The three cameras (ButterflEYE X2, FireflEYE Q285 and ULTRIS Q20) were installed in the same set-up for a comparison. The exposure time was optimized with the help of a white reference to derive the maximum dynamics. As illumination a stabilized tungsten light source (50 W) was used with exposure times of 10 ms (FireflEYE Q285), 16 ms (ULTRIS Q20) and 120 ms (ButterflEYE X2). The reflectance properties of the test samples were calculated by subtracting the dark current image from the measurement image and subsequently dividing it by the image of a calibrated 95 % white reference (Zenith Lite). The dark current measurement and the white reference were averaged 20 times to achieve a good noise reduction.
The measurement, however, was acquired without any averaging and post-processing in order to faithfully represent the inherent noise. The data are presented in their original form without averaging, sharpening or smoothing to show the true spectral quality of each sensor. Image 1 shows quantities derived from the hyperspectral data cubes. The first line shows typical RGB representations (true color), the two bottom lines show typical indices that are used for vegetation analysis. Each pixel of the different images represents one spectral curve of the respective sensors.

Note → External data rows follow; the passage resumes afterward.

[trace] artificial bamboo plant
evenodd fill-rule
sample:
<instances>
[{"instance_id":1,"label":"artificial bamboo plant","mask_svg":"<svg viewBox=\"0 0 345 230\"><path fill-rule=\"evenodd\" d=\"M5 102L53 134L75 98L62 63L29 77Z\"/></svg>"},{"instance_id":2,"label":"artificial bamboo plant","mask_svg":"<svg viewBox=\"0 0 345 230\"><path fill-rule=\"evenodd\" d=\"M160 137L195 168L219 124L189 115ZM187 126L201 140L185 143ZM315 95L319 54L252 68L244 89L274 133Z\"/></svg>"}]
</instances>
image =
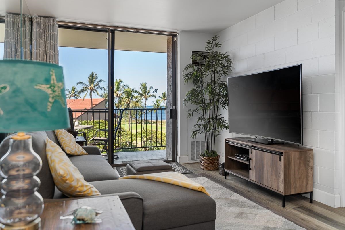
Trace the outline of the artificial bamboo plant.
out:
<instances>
[{"instance_id":1,"label":"artificial bamboo plant","mask_svg":"<svg viewBox=\"0 0 345 230\"><path fill-rule=\"evenodd\" d=\"M200 154L203 157L218 156L215 151L216 138L228 128L219 110L228 107L227 85L223 79L231 73L232 61L226 52L218 51L221 47L219 38L215 35L207 41L205 50L208 55L193 54L191 63L184 70L185 83L193 83L194 87L186 94L183 103L196 107L188 109L187 116L188 118L198 116L191 137L194 139L197 136L204 136L206 150Z\"/></svg>"}]
</instances>

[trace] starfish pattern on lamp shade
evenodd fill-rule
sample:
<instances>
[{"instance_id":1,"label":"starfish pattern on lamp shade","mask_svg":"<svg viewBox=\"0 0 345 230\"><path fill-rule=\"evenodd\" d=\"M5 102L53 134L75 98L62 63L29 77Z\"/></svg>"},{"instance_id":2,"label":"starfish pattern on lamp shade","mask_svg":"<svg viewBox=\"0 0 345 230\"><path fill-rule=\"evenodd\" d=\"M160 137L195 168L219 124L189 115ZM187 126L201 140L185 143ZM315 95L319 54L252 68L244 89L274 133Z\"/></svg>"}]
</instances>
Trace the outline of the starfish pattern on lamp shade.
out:
<instances>
[{"instance_id":1,"label":"starfish pattern on lamp shade","mask_svg":"<svg viewBox=\"0 0 345 230\"><path fill-rule=\"evenodd\" d=\"M48 100L47 108L47 111L50 111L53 103L56 100L60 101L62 107L66 107L63 98L61 94L61 90L63 88L63 84L62 82L56 82L56 78L55 77L55 72L54 70L52 69L50 71L50 75L51 78L50 79L50 84L38 84L34 86L36 88L43 90L49 95L49 99Z\"/></svg>"},{"instance_id":2,"label":"starfish pattern on lamp shade","mask_svg":"<svg viewBox=\"0 0 345 230\"><path fill-rule=\"evenodd\" d=\"M10 89L10 86L6 84L2 84L0 85L0 95L4 93ZM3 111L0 108L0 116L3 114Z\"/></svg>"}]
</instances>

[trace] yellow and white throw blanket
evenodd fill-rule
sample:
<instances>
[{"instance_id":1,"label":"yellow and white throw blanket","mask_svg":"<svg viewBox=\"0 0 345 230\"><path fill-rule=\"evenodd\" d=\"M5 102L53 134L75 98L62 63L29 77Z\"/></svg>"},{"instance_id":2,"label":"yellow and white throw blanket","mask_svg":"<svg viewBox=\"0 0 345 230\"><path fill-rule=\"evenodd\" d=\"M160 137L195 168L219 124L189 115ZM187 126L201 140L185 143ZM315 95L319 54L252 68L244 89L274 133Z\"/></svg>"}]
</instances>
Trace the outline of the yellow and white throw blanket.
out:
<instances>
[{"instance_id":1,"label":"yellow and white throw blanket","mask_svg":"<svg viewBox=\"0 0 345 230\"><path fill-rule=\"evenodd\" d=\"M176 172L164 172L148 174L130 175L119 179L146 179L175 184L187 189L202 192L208 196L204 186L196 183L183 174Z\"/></svg>"}]
</instances>

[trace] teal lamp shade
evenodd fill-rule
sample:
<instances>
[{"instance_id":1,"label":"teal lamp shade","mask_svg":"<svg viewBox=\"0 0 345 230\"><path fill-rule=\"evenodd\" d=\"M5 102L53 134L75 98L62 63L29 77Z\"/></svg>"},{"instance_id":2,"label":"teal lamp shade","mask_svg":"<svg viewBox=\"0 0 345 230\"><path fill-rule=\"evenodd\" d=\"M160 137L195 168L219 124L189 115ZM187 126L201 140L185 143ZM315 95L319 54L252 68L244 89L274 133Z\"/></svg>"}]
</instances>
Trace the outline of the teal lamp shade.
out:
<instances>
[{"instance_id":1,"label":"teal lamp shade","mask_svg":"<svg viewBox=\"0 0 345 230\"><path fill-rule=\"evenodd\" d=\"M0 132L70 127L62 67L0 60Z\"/></svg>"}]
</instances>

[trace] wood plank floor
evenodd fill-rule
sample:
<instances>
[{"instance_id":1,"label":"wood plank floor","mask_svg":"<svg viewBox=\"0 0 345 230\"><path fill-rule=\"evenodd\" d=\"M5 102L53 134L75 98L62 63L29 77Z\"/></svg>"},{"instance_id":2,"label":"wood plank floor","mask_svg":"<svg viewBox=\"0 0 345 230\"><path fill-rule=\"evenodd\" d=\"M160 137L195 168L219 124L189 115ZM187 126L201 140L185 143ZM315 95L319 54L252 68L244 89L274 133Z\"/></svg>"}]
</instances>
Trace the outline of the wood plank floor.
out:
<instances>
[{"instance_id":1,"label":"wood plank floor","mask_svg":"<svg viewBox=\"0 0 345 230\"><path fill-rule=\"evenodd\" d=\"M194 172L185 174L189 178L205 177L307 229L345 229L345 208L334 208L301 195L287 197L285 207L282 196L244 179L230 174L227 179L218 170L207 171L199 163L184 164Z\"/></svg>"}]
</instances>

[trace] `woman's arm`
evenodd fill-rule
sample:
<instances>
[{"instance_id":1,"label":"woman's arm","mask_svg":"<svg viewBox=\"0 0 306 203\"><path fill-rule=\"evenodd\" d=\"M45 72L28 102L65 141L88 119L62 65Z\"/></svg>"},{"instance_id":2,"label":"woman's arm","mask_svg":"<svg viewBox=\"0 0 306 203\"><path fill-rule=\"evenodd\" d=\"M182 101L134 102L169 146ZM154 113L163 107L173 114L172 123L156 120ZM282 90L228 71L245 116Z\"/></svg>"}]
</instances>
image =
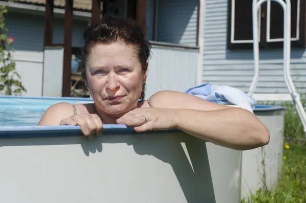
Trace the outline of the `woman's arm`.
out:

In the case of the FireflEYE Q285 the low spatial resolution is obvious. The color representation on the other hand is very clear, which is also confirmed by the noise-free images of the vegetation indices. The filter-on-chip-based camera X2 has a higher spatial resolution but exhibits the typical high noise level of this sensor. Especially the vegetation indices can only be used after intensive post-processing. The new ULTRIS combines high spatial resolution with low noise levels. Both the image quality and the spectral quality are excellent. The image noise is on a comparable level with the FireflEYE Q285.
Image 2: Comparison of the spectral quality of the three Hyperspectral Imaging cameras. For each camera the spectra of the red, green and yellow samples are shown along with the respective noise indicating standard deviation.
Image 2 shows the spectral signature of the sensors using three differently colored paper samples. The spectra of all pixels in a pre-defined area with homogenous color were averaged. Because the standard deviation represents the noise equivalent of the sensors it is used as error bars for each channel. The result shows clearly that the new ULTRIS can easily level with the spectral quality of the FireflEYE even though the ULTRIS has a tremendously higher spatial resolution.